Whatever you choose, treat the results as a starting point and bring anything outside the normal range to a clinician. The point of a comprehensive blood work panel is not the report. It is what you do next.
Related reading on Vital Signs Today
- Complete Blood Panel vs Comprehensive Panel: What’s the Difference?
- Comprehensive Blood Panel (2026): What It Includes and What It Costs
- Superpower Blood Test Review (2026): Is It Worth the Membership?
- How Much Does Superpower Cost? Full 2026 Pricing Breakdown
Frequently asked questions
What is the best comprehensive blood test for most people?
For most US adults, Superpower is the best comprehensive blood test in 2026: $199 per year for one annual draw, 100+ biomarkers, 17 plain-language health scores, an action plan, and an AI concierge. It hits the best balance of completeness, clarity, and cost. Function Health is the better pick if you specifically want a larger panel and two draws per year.
How many biomarkers should a comprehensive blood work panel include?
A solid comprehensive blood work panel covers the major systems: metabolic, cardiovascular, thyroid, hormones, inflammation, nutrients, and organ function. In practice that usually means 100 markers or more. Superpower covers 100+ (about 150 counting calculated ratios) and Function Health covers 160+. More markers are not automatically better if you cannot interpret them, which is why scoring and explanation matter as much as the raw count.
Is an at-home test as good as a complete blood test panel from a lab?
It depends on your goal. At-home single-marker kits like Everlywell run through CLIA-certified labs and are great for checking one or two specific markers cheaply. For a true full-body view, a venous draw through Superpower or Function Health covers far more ground in one complete blood test panel. SiPhox offers an at-home finger-prick middle ground if you want to skip the lab visit.

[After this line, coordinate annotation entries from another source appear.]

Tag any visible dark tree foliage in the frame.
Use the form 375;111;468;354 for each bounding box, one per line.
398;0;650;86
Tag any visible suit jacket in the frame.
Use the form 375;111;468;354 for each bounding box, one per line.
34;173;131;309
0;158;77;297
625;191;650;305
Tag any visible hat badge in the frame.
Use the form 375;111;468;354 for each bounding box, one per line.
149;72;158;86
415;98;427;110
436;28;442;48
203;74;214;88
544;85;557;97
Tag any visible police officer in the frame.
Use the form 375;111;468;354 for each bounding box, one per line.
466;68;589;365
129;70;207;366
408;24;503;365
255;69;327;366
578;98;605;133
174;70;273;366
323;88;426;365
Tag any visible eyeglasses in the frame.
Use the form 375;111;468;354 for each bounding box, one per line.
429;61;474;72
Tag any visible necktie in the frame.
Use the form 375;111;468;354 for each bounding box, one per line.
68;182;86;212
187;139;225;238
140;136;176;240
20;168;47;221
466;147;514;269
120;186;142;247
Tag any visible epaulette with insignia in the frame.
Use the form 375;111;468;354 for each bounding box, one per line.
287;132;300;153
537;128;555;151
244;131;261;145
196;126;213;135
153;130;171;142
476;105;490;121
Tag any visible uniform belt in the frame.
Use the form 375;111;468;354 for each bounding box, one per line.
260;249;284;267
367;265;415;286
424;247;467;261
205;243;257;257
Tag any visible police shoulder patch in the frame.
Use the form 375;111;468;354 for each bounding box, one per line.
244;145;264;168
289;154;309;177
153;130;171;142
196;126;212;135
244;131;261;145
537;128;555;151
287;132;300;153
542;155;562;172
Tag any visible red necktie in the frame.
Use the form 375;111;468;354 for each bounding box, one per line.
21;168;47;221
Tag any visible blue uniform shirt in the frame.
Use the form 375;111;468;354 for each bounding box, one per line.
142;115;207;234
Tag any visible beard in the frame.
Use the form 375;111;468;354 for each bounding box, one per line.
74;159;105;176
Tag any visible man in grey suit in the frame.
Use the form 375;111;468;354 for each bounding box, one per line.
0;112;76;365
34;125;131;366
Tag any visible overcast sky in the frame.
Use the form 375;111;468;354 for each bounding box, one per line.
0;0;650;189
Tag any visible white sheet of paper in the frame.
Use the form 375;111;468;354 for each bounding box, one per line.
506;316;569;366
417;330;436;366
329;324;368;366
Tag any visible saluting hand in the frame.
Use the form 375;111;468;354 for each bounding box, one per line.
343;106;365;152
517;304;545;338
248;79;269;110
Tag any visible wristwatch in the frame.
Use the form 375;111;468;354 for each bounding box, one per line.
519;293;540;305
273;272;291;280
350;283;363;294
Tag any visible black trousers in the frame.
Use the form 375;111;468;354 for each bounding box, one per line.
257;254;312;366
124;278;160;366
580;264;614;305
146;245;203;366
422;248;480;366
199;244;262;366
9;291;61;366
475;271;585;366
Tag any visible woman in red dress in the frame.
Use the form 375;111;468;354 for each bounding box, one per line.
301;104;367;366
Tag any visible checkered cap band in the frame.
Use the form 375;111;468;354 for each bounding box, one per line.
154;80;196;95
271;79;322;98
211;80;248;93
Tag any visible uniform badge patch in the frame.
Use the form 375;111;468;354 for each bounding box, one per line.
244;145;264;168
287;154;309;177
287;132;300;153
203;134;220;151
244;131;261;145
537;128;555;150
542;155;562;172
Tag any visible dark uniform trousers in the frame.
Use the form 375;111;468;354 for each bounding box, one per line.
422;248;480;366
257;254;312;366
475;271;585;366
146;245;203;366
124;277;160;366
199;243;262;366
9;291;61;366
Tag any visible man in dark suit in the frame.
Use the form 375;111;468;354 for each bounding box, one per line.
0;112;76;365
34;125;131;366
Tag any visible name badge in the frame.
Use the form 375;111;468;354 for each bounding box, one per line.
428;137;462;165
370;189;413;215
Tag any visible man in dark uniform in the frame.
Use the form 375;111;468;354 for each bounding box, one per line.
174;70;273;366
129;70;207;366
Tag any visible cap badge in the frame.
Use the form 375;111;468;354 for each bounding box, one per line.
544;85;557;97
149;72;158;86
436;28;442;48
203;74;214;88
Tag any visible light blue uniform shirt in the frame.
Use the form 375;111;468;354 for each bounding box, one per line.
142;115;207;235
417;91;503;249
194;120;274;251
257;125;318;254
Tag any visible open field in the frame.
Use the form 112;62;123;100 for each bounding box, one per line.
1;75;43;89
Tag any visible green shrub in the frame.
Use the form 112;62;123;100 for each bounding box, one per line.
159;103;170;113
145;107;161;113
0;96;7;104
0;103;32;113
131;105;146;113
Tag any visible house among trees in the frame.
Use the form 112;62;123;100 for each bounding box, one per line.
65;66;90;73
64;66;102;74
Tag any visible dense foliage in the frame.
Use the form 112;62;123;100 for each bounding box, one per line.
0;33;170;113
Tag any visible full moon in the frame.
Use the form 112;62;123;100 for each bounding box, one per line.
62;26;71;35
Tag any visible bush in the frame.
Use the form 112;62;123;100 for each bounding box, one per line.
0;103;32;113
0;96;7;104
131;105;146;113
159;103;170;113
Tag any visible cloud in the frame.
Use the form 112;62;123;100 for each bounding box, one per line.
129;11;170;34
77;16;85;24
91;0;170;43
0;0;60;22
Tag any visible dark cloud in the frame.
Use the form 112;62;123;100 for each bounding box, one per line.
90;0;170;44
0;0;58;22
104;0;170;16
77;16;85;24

How much does a comprehensive blood test cost?
Superpower is $199 per year ($399 in New York and New Jersey due to state lab rules) for its full panel. Function Health is $365 per year for 160+ markers plus two draws. Everlywell is priced per individual kit, so cost depends on which marker you choose. For other brands, check the provider for current pricing, since their plans change frequently.
Can a comprehensive blood test diagnose a medical condition?
No. A comprehensive blood test is a screening and tracking tool, not a diagnostic clinic. It can flag results that fall outside the normal range and help you monitor trends over time, but any abnormal result should be reviewed with a licensed clinician who knows your full history before you make decisions about treatment.